Yeah. I, I feel like I was really lucky because in a way when I, um, was in hospital after I had the hysterectomy back in 2017, I feel like I had this kind of like divine message. I was also on morphine at the time, so, so it might have been that, but I felt like I was, yeah, I felt like I was told. Emma, you've punished your body for long enough.

Now it's time to love it. So up until that point, I was really focused on how much I weighed, what my body looked like, how big my tummy was. And it's funny because like right now I'm rubbing my tummy cuz it's very swollen cause I'm, my endos are a bit bad today. So it's, you know, it's quite big. Um, but I was really lucky to get that message because I have really spent the last five years.

L loving my body. And when I say that, it's not like I wake up every day and go, God, you look hot, Emma. You're so beautiful. It's not always that. Some days I don't think I look beautiful, but some days I do. But I've realized that I'm more than just the way my body looks, and I have so much more to offer.

And, you know, if I put my feminist hat on, it's like, why do I have to look beautiful anyway? Like, that's not the most important thing about me. And it never has been. I'm a smart person, I'm caring, I'm kind, I'm funny. So why does having a thin stomach make any difference anyway? And so that, that message was so important to me, and it has been such a game changer in my life because, um, I've, it's helped me realize I don't have to be thin.

To be an important person in the world. Um, I think it goes back to that value. I don't have to live up to other people's expectations and values. I have to just value myself and love myself. That's the most important thing. Um, and I manage to do that most days. And that's, that's, that's all that matters.
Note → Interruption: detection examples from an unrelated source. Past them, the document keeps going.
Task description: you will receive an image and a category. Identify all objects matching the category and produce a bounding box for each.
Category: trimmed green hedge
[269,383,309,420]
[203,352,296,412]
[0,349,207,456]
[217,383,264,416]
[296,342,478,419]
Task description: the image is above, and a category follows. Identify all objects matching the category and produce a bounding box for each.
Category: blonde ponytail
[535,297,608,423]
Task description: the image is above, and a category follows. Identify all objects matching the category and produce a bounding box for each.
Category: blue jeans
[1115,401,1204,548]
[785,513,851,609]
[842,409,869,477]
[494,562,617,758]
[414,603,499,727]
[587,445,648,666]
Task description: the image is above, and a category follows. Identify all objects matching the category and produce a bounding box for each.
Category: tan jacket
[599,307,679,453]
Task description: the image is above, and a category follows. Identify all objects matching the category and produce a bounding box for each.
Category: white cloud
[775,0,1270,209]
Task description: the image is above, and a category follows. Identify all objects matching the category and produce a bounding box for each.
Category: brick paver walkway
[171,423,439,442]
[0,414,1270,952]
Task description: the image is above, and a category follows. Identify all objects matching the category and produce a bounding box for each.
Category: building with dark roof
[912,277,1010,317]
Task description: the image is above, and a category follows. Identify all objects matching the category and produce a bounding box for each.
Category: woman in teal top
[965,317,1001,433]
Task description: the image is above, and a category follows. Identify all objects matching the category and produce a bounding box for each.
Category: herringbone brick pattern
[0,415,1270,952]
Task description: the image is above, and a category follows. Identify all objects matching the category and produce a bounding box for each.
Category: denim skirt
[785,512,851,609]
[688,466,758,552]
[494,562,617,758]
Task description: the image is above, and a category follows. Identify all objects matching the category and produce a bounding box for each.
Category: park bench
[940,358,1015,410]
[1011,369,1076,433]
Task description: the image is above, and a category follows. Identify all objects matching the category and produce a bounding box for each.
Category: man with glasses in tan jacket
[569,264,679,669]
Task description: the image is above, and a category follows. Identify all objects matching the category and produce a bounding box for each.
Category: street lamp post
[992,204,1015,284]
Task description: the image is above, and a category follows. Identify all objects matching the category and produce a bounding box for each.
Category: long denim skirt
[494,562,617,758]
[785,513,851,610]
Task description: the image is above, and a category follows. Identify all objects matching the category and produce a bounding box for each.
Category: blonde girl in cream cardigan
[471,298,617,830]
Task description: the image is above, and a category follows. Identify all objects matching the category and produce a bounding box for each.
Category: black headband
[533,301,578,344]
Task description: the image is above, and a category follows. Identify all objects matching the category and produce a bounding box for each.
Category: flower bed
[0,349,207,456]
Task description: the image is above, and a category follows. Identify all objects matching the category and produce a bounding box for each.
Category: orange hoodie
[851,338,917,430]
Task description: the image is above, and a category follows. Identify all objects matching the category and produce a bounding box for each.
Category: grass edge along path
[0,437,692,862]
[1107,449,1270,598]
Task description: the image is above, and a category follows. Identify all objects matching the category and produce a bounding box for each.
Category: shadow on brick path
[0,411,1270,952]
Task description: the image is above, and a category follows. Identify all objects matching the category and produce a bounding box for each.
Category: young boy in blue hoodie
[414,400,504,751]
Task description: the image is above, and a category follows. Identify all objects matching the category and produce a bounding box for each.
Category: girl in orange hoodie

That's a great message. I really thank you for sharing that because so many of us struggle. With figuring out our worth now that we're not the healthy person we once were. Now that we're not thin because, you know, especially women, you know, we're supposed to be thin and beautiful and productive and all the things.

Um, so w you know, what a great message. I can't tell you how much I've enjoyed speaking with you. I've learned about aza. I am going to read more about that. I really hope you do another 30 days, cause I know I'd love to join in. Yeah. Awesome. Because this is a great, great, uh, message and a great technique for all of us, uh, dealing with chronic illness.

So I really wanna thank you for coming on the show, Emma Palette emma palette.com. 

Thank you so much for having me. I've loved it. Thank you.